Dieu se met en situation d’échec par rapport aux critères
humains. Il n’y a donc aucune bonne
solution. Ceux qui veulent suivre ses préceptes vont se trouver en situation
d’échec et perdre la partie à moins qu’ils ne se convertissent et qu’ils
réussissent à renverser la situation.
En quoi consisterait
donc la conversion ? Le premier critère consisterait à ne pas être naïf.
Le propriétaire ici ne l’est pas. Il
connait le cœur humain et
commence par payer les derniers en premiers. S’il avait agi dans l’ordre d’embauche la situation serait
vite devenue intenable et il aurait eu à
faire face à la révolte de ceux qui se considéreraient comme victimes
d’une bonté qu’ils ne partagent pas.
En effet, il sait que chacun pense à partir de
lui-même : moi d’abord, les autres après. Il ne nous est pas dit que la
même histoire se reproduira le lendemain.
Il a proposé d’agir comme il l’a fait à titre d’exemple. « Que se
passerait-il si vous étiez bon comme
moi », semble sous-entendre Dieu ? Jésus a
ainsi pointé du doigt la cause du désenchantement de toutes nos
sociétés : c’est l’égoïsme qui tient lieu de loi universelle et que bien
peu de sociétés humaines ne réussissent
à dénoncer. En matière de religion, on appelle cela le péché, c’est-à-dire que
l’on porte sur les autres un regard biaisé qui nous avantage toujours par rapport
à eux et les met dans une situation d’infériorité par rapport à nous.
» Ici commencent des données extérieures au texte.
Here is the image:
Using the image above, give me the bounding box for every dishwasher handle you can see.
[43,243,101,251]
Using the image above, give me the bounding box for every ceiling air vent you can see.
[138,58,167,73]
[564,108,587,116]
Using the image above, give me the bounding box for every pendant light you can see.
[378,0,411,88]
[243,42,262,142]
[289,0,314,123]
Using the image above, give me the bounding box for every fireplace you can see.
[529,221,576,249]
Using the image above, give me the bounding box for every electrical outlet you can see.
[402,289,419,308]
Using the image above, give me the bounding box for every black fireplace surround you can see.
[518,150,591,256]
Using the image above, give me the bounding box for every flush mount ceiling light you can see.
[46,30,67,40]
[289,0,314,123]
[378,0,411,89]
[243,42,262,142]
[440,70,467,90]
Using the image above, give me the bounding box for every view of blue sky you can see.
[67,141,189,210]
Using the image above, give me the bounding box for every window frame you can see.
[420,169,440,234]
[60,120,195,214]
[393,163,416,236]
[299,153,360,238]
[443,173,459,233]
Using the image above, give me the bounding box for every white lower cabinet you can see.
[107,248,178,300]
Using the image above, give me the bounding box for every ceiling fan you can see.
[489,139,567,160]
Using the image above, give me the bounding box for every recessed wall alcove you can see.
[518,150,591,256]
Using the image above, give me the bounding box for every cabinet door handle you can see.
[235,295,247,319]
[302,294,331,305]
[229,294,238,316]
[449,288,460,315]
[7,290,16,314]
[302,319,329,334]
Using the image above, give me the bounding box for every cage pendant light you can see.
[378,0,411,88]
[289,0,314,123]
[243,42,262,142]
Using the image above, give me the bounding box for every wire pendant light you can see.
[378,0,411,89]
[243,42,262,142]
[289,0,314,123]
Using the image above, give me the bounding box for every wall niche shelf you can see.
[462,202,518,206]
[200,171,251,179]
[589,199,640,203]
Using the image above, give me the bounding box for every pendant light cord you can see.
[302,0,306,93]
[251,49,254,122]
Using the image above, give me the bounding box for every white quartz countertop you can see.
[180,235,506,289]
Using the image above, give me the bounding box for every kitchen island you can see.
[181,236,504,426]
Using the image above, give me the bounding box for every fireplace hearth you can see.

Le récit s’achève alors sur une discussion peu aimable
entre le propriétaire et les ouvriers car elle laisse place au soupçon selon
lequel cet homme userait d’une justice
qui ne s’accorderait pas avec l’opinion de chacun. Aurait-il un projet
en tête qu’il ne dit pas ? Voilà le soupçon qui s’en mêle et dénature
le sentiment de bonté. La bonté,
quant à elle est centrée sur la question du propriétaire :
« m’est-il permis de faire de mes biens ce que je veux ? » Nos sociétés
répondent à cette question par un arsenal de lois qui visent à limiter la
générosité dont nous pourrions être
capables s’il nous arrivait de prendre à la lettre la proposition du
propriétaire. Nous constaterions alors
que la loi des hommes ne les autorisent
pas à faire tout le bien qu’ils pourraient faire et donc
à mettre en pratique la loi de Dieu.
Cela nous amène à constater que
ce n’est pas Dieu qui gouverne notre monde et
que nos dirigeants s’autorisent à canaliser ses bontés, même quand elles nous demandent de donner priorité aux autres
en toute circonstance.
Je disais en commençant que le ferment révolutionnaire
avait été jeté par Jésus, mais je soulignerais aussi la prudence de Jésus qui dans cette histoire nous apprend qu’il est impossible aux hommes de rejoindre
la bonté de Dieu mais qu’il leur est
quand même possible de s’en approcher le plus possible.